Wrong. But forgivable if you consider that the discoverers were also under the impression they had discovered a shortcut to India.
Next comes the common name. Also forgivable: If you were English, what would you call a bird you bought fresh off a boat from Turkey (thanks to circuitous imperial shipping routes that connected the New World to England via the Middle East)? It certainly rolls off the tongue more easily than Meleagris gallopavo
But what's amazing to me is the swift and total domination with which turkeys obliterated their competition in the European poultry market. The birds tasted so good that by 1525 - just 33 years after Columbus, remember - they were selling out at markets, according to Taste, a great book on English food. Up till then the lords and ladies had been feasting on what sounds like a collection of exotic hats: egrets, curlews, lapwings, cranes, and bustards. Those great stringy marsh birds had no chance against a giant, plump grouse fattened on beech nuts and corn.
The native peoples of Mexico had domesticated their subspecies of turkey, and it was these birds that came back to Europe with the first explorers. So, you guessed it, when Europeans sailed back over to settle the East, they brought their own turkeys with them. Turkeys are native to all the eastern states (and were so plentiful that local tribes apparently didn't bother to domesticate them). But the Pilgrims didn't know that, so better safe than sorry.
The birds' abundance was short-lived in the Age of Gunfire, and by the mid-nineteenth century New England had been emptied of turkeys. It got so bad that naturalists curious about turkey biology were reduced to quoting Audubon, "who had far better opportunities for observing the wild turkey than can ever be had again."
Happily, nothing that tastes that good can be allowed to go extinct without a fight, and reintroduction efforts proved spectacularly successful. More than 4 million turkeys now roam the lower 48 - including regions outside their original range - and a good proportion of those seem to live along my commute to work.
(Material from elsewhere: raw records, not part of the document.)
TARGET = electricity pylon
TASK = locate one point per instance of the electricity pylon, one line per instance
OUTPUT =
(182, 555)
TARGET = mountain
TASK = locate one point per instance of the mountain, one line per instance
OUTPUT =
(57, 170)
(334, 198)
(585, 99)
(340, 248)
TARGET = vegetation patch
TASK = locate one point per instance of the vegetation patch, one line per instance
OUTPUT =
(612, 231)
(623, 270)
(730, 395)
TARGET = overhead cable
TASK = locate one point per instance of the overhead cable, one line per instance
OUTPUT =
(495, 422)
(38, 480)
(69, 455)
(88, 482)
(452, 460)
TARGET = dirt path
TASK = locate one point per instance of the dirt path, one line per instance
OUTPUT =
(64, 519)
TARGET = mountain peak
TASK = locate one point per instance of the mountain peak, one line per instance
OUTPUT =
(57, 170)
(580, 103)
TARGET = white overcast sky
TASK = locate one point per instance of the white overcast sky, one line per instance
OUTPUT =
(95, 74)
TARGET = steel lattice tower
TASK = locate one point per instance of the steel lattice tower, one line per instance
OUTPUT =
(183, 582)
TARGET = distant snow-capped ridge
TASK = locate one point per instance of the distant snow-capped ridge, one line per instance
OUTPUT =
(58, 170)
So as we head into the Shark Week of the American culinary scene (all turkey, all the time), don't groan at the prospect of overcooked turkey breast. You're being treated to the smash hit bird of the millennium... the gobbler that gobbled Europe.
Especially if you follow my simple rule: It's hard to ruin a turkey if you slather it with butter every 15 minutes for the first 4 hours. And regardless of what your in-laws do to the poor bird, it's going to be better than stewed egret.